Posted to user@nutch.apache.org by Peter Harrington <pe...@gmail.com> on 2011/09/07 19:28:15 UTC
CrawlDb and Generator time growing unnaturally
I run Nutch1.3 crawl with topN = 5000, and depth=20.
For the first two crawl cycles the Generator and CrawlDb Update phases
take ~1hour. Around the 3rd cycle this increases to 3.5 hours, then
around the 9th cycle these two phases take over 12 hours. I have
plotted out this time and it's not growing naturally as in linearly or
exponsntially or anything like that. There are distinct digital steps
in the Generator and CrawlDb time.

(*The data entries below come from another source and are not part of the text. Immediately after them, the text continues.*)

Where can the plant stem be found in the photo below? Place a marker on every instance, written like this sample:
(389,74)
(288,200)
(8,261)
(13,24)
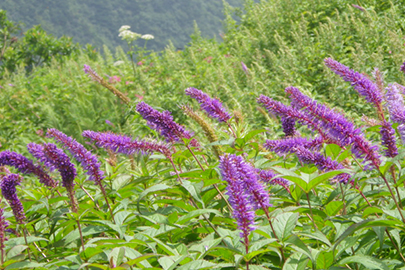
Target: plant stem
(215,185)
(26,242)
(343,199)
(80,232)
(106,200)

I expect these phases to take
longer as I have more links but not like this.
After the crawling is complete I started crawling again and the
Generator and CrawlDb time go back to taking ~1 hours. It seems that
I can keep these times at 1hour if I do not use a depth>2.
Why is this happening? Any ideas?
During these two phases the processor is 99% utilized, and the memory only 11%.
Re: CrawlDb and Generator time growing unnaturally
Posted by Markus Jelsma <ma...@openindex.io>.
It's likely you're normalizing and filtering in both jobs. We don't do
filtering or normalization at all for both jobs and rely on ParseOutputFormat
instead.
> I run Nutch1.3 crawl with topN = 5000, and depth=20.
> For the first two crawl cycles the Generator and CrawlDb Update phases
> take ~1hour. Around the 3rd cycle this increases to 3.5 hours, then
> around the 9th cycle these two phases take over 12 hours. I have
> plotted out this time and it's not growing naturally as in linearly or
> exponsntially or anything like that. There are distinct digital steps
> in the Generator and CrawlDb time. I expect these phases to take
> longer as I have more links but not like this.
> After the crawling is complete I started crawling again and the
> Generator and CrawlDb time go back to taking ~1 hours. It seems that
> I can keep these times at 1hour if I do not use a depth>2.
> Why is this happening? Any ideas?
> During these two phases the processor is 99% utilized, and the memory only
> 11%.